Credit markets are in uncharted territory as the global recovery is threatened by a mismatch between companies hoarding cash and record government debt, said Australia’s top-ranked bond manager.
“It’s pretty clear that the credit cycle is still broken,” Jeff Brunton, head of credit at AMP Capital Investors, said in an interview in Sydney this week. “I’ve been doing this for 20-odd years and it just feels very, very different to a normal cycle.”
Global growth may be a below-average 2.4 percent this year, forecasts compiled by Bloomberg show, even as central banks pour unprecedented sums of cash into the financial system. While AMP expects the rally that’s taken corporate borrowing costs to a five-year low to hold, it’s also buying derivatives to protect against risk aversion as policy makers grapple with a European backlash against austerity, Brunton said.
The AMP Capital Corporate Bond fund has delivered the best return among Australian fixed-income peers over the decade to Jan. 31, offering an average annual gain of 7.2 percent, according to Morningstar Inc. rankings. Over the same period, investors in Aussie corporate notes earned an annualized 7 percent, a better performance than any other developed market tracked by Bank of America Merrill Lynch indexes.
While more corporate borrowers are increasing profits, governments in the developed world remain mired in debt. Officials from Madrid to Washington and London are faced with the dilemma of trying to improve stagnant economies while combating deteriorating finances with austerity measures.
“It will be a very rocky path to find our way out of this,” said Lyn Cobley, Treasurer at Commonwealth Bank of Australia, in an interview in Sydney yesterday. “We’re in absolutely uncharted waters when you look at the level of government debt there is around the world, the level of central bank easing and liquidity that’s been pumped into the markets. How we retrace and retract from that is inevitably going to be volatile.”
Last month’s Italian election, in which the euro-region’s most-indebted nation was left with a hung parliament, was “a pretty important vote against austerity in a major peripheral country in Europe,” said AMP’s Brunton, adding that spreads didn’t widen as he expected in response.
Australian corporate bonds yielded 142 basis points more than government bonds on March 12, holding at the lowest level since December 2007, according to Bank of America data. The premium averaged 215 basis points over the past year, compared with 179 for a comparable U.S. index.
Signs of economic improvement in the U.S. and global central bank commitments to relaxed monetary policy are keeping spreads contained, Brunton said, although he expects further “significant risk-off events” to occur. As well as the disruption in Italy, there is also the prospect Spain will lose its investment-grade credit rating and be forced to seek assistance from the European Central Bank, he said.
“We’re really holding the powder dry until we see those events,” Brunton said. AMP is “an active user of derivatives” and trades credit-default swap indexes to control market risk, he said.

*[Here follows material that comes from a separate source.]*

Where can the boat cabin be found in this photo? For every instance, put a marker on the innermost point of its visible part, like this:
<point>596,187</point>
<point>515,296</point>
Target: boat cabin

The Markit CDX North American Investment Grade Index, a benchmark investors use to hedge against losses or to speculate on creditworthiness, closed on March 11 at 79.5 basis points, the least since February 2011, according to data provider CMA. It climbed to 79.7 yesterday.
Brunton, 43, has been head of credit at AMP since January 2008. His team there manages more than A$10 billion ($10.3 billion) out of the company’s A$128 billion in assets. Brunton previously worked at Queensland Investment Corp. in Brisbane as head of global credit and as head of Australian fixed interest and cash.
AMP Capital’s corporate bond fund also delivered the best return over a three-year time horizon and the second-highest in the year to January, according to Morningstar. It handed investors an 11 percent return over the 12 months, behind only the 11.3 percent gain on the Macquarie Core Plus Australian Fixed Interest Fund, the data show.
AMP beat its competitors in recent years by buying debt sold by U.K., French and Swiss banks, and piling into 5- to 10-year notes sold by Australian property companies and utilities, Brunton said.
The nation’s sovereign bonds are expensive, even though their relatively higher yields are attractive to offshore investors, he said.
The benchmark Australian 10-year yield fell three basis points to 3.59 percent as of 1:30 p.m. in Sydney, offering 191 basis points more than the average for the nine other sovereign markets graded AAA at all three major ratings companies. The Australian rate yesterday touched 3.64 percent, the highest level since May 2.
According to Brunton, most corporate borrowers are in the “recovery” stage of the credit cycle, in which debt is falling and profits are positive. In contrast, sovereigns in Europe and the U.S. are beset by rising debt and deficits.
“The credit cycle’s broken because we’ve got so much desynchronization in the cycle that we can’t actually get the credit creation mechanism to function as it should,” Brunton said. “We’ve got too much debt at the sovereign level. We talk about kicking this down the road, but the reality is it’s got to be dealt with.”